The following is an interview with Charles B. Holmes, MD, MPH, chief medical officer and Director of Research & Science at the Office of the U.S. Global AIDS Coordinator (OGAC). This is the last interview in a Science Speaks “motivator” series with staff members at OGAC, which oversees the U.S. President’s Emergency Plan for AIDS Relief (PEPFAR) program. In his current role, Dr. Holmes is responsible for providing technical and programmatic leadership on issues related to HIV care, treatment and the prevention of mother-to-child transmission (PMTCT) of HIV to headquarters and field staff, and leading a group responsible for PEPFAR’s scientific work. He also serves as co-chair of the President’s PEPFAR Adult Treatment and PMTCT Technical Working Groups, and remains involved in several clinical and cost-effectiveness studies.
In this interview, Holmes discusses his various roles at OGAC, what steps have been taken so far in the campaign to end new pediatric HIV infections, and how the HPTN 052 trial results are changing priorities at PEPFAR.
How long have you been working at OGAC and in what capacity/ies?
I’ve been working here for three and a half years, starting out as a senior technical advisor for treatment and PMTCT, working with and leading both the antiretroviral therapy (ART) and the PMTCT interagency technical working groups, with counterparts at the U.S. Agency for International Development (USAID) and the Centers for Disease Control and Prevention (CDC) working as my co-chairs.

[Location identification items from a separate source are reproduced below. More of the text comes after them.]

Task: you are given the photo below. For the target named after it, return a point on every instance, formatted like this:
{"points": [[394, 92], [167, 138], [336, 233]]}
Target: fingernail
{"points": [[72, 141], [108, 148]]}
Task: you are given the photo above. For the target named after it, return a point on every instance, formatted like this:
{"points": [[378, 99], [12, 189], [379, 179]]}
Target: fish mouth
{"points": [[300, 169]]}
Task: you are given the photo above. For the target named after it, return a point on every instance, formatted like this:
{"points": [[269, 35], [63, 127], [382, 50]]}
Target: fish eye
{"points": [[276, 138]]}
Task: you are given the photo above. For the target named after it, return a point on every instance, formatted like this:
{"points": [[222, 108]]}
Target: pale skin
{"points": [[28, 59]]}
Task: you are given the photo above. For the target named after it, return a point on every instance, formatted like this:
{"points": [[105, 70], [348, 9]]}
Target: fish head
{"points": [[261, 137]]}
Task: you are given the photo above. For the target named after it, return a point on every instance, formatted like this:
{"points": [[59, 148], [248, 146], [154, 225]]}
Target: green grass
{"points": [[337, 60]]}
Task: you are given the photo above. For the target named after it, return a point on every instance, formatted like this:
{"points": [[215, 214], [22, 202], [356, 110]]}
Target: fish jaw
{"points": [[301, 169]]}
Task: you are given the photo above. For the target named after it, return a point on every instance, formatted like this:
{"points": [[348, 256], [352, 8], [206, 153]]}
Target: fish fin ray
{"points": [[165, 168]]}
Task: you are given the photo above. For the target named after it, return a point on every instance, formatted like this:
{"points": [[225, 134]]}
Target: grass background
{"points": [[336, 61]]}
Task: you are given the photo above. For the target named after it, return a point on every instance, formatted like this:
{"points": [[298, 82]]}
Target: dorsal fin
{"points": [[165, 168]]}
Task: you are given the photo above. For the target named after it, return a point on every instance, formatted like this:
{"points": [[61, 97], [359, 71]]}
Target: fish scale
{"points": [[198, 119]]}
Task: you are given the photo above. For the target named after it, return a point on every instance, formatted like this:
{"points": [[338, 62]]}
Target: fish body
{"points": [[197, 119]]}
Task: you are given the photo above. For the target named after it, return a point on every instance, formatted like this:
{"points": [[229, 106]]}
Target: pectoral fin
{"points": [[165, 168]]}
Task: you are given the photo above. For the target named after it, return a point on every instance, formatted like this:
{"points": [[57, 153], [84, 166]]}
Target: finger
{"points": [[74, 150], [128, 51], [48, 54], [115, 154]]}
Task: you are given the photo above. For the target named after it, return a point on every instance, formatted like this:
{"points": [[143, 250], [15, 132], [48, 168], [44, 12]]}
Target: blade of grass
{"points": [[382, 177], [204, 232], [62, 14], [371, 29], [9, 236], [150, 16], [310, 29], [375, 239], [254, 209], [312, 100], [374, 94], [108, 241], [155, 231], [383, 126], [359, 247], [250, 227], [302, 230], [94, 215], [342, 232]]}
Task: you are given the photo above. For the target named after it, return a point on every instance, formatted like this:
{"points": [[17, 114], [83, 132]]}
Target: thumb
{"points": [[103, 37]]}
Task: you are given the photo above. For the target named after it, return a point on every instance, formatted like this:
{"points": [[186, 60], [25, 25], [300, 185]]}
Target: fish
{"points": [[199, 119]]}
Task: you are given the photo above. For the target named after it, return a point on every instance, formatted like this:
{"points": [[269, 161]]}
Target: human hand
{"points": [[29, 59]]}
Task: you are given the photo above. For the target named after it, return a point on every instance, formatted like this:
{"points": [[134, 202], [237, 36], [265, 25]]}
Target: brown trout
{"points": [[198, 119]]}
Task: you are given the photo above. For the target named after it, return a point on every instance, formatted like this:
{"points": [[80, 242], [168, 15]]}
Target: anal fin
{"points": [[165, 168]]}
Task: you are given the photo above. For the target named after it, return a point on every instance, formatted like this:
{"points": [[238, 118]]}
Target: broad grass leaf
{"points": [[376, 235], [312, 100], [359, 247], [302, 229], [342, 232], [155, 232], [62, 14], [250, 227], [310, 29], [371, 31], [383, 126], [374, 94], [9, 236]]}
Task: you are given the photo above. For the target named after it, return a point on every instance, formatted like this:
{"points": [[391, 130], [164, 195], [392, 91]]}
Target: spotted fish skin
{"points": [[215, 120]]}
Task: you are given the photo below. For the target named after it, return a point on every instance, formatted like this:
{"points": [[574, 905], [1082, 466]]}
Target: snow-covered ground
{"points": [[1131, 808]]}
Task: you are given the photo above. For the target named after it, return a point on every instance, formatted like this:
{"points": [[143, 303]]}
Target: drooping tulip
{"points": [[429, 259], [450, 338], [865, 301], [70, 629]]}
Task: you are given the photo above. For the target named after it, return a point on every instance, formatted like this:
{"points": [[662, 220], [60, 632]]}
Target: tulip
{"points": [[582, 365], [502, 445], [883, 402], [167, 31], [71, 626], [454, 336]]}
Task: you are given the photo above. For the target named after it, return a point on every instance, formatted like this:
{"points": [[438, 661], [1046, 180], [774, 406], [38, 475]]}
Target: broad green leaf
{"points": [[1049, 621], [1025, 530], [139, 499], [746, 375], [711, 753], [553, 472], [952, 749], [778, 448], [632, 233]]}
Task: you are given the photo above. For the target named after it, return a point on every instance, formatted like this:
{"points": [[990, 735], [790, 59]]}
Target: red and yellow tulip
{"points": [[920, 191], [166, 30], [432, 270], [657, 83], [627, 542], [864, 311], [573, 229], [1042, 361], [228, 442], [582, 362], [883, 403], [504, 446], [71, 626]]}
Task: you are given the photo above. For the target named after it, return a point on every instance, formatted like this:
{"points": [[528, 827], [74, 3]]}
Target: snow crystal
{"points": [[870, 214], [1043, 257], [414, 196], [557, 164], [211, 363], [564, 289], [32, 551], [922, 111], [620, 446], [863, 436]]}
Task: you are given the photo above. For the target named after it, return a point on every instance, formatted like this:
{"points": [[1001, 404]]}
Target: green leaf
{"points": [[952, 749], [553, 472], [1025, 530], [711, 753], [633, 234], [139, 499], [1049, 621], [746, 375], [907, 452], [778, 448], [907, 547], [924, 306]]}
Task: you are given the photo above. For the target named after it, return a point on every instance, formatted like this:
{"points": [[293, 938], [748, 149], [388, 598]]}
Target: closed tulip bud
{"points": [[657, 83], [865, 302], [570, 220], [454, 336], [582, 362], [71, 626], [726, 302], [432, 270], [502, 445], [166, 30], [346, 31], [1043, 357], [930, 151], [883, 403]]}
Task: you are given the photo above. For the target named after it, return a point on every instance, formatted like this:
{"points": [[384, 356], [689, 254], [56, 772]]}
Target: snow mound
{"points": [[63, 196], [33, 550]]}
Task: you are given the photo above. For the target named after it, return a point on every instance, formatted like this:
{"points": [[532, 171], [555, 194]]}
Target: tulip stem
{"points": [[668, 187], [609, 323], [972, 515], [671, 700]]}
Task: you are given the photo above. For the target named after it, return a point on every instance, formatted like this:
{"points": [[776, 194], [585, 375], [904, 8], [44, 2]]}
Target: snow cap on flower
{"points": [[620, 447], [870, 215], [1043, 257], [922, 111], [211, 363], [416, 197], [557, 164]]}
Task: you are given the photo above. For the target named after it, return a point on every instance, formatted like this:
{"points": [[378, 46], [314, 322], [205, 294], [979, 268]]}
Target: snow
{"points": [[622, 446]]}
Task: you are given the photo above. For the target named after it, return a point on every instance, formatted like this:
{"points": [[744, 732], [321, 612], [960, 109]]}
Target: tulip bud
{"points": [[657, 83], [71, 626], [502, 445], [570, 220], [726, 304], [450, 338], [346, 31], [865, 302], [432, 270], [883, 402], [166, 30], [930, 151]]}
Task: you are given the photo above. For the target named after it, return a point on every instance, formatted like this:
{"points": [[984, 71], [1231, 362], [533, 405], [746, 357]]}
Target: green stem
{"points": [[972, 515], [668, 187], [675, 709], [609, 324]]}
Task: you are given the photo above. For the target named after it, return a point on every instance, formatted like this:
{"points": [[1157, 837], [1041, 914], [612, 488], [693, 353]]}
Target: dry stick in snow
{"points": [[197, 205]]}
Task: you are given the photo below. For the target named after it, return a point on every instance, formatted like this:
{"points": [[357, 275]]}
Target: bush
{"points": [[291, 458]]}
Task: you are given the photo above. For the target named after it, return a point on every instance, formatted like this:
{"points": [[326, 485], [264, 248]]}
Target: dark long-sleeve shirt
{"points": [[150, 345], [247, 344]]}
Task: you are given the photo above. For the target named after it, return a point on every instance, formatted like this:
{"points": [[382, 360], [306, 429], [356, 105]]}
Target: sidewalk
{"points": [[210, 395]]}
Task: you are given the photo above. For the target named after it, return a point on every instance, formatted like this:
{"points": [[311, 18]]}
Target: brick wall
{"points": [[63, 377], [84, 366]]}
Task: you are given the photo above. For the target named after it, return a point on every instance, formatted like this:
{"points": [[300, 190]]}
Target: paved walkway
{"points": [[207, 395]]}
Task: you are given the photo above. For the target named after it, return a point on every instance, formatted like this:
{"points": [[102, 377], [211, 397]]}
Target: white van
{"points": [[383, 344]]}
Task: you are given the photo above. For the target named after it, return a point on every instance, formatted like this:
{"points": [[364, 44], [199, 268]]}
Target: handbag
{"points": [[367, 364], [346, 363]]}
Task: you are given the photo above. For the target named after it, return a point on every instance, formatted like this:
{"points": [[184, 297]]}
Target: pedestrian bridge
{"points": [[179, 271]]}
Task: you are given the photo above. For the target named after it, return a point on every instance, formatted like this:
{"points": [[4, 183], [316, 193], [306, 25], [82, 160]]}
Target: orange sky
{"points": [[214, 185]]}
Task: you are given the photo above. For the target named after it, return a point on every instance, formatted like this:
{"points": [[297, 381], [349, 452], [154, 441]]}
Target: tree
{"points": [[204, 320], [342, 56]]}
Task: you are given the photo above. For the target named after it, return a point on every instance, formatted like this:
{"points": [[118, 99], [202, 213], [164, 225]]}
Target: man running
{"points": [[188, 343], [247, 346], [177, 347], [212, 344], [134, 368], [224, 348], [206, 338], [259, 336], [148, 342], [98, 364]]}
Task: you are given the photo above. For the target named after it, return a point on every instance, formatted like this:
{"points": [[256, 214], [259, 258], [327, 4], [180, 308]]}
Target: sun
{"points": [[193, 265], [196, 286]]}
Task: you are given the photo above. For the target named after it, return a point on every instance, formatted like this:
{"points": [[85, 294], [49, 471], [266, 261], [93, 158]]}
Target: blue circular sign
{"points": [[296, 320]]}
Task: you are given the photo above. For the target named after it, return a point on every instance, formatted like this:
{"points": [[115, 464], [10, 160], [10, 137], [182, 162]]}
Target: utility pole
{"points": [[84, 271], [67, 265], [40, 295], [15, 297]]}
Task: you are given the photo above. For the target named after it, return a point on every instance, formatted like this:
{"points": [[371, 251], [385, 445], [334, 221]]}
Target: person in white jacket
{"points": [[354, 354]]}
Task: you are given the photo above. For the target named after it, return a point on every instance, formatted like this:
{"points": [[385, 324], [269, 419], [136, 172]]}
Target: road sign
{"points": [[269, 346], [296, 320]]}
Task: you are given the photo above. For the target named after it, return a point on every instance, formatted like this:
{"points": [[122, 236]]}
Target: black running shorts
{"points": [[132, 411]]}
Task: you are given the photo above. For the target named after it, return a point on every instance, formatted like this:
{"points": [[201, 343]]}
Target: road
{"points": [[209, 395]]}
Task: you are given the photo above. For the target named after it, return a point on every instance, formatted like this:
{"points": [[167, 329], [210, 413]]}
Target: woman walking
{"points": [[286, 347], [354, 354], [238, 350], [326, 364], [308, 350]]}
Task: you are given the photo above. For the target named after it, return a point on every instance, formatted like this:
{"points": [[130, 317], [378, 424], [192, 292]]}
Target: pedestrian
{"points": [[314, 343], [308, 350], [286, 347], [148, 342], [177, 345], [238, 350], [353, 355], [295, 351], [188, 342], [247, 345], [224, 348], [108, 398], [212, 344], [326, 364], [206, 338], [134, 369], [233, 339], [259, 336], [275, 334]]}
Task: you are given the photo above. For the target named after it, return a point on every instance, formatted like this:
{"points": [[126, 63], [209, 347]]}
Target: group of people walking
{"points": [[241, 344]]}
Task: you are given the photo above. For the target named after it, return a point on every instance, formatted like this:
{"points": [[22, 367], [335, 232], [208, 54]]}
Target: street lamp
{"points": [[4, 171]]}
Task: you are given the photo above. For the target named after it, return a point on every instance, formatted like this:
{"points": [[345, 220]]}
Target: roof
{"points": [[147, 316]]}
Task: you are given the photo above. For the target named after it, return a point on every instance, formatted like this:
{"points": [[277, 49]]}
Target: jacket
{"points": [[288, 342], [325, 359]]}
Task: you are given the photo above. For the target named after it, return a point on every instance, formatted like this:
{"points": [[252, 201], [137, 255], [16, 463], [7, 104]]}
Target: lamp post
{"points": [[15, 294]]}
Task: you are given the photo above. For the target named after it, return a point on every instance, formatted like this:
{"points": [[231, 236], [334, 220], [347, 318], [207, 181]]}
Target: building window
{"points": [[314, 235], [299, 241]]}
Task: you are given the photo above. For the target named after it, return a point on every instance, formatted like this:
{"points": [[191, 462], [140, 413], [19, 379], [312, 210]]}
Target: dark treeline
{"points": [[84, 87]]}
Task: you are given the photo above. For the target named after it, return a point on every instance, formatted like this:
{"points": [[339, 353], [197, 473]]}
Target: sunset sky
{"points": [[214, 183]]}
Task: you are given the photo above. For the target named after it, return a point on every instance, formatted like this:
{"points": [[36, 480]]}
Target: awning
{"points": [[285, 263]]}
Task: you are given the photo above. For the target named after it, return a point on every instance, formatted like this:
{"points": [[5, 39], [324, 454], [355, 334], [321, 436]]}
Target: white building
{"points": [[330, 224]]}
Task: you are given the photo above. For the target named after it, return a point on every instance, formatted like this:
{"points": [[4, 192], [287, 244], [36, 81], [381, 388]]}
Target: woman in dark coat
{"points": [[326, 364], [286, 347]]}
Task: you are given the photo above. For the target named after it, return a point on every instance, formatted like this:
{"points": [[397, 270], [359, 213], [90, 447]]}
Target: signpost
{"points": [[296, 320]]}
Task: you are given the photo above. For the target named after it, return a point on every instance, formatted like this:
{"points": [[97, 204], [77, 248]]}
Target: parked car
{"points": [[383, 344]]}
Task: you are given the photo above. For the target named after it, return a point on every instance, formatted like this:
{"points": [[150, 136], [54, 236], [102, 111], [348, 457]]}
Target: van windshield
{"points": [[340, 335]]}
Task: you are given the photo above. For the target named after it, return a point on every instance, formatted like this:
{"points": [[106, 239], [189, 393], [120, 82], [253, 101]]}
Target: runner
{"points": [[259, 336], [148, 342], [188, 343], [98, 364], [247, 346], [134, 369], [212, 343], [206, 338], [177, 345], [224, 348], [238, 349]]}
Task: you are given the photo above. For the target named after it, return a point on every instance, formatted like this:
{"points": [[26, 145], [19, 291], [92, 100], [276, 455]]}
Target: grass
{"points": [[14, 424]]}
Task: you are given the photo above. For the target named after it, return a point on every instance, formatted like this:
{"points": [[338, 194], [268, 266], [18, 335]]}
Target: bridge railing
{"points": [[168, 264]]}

In my first three years I spent a lot of time in the field, visiting countries that had either particular issues that needed to be resolved – guidelines changes for treatment for example – and on public health consulting visits in which we helped our U.S. government (USG) teams better determine how they were going to assist host country governments and their programs. For example, I went on a trip to Uganda in 2009 with a group of seven or eight technical members of the working group with the intent of working with our team and Ugandan government to begin reshaping the way our program there was meeting the treatment needs of the people of Uganda. It was a really good and important trip in so far as we were able to build on the general consensus that we need to move from having very strong independent partners to more regional approaches that fit in much better with national and sub national government structures there. We came up with a number of recommendations and time frames about how best to nationalize and regionalize our partners in a way that was really in line with country ownership. We’ve seen the evolution of that in the past year and the real successes that the Uganda team is having in promoting a much more country-owned process and one that is really more efficient in terms of the USG support process.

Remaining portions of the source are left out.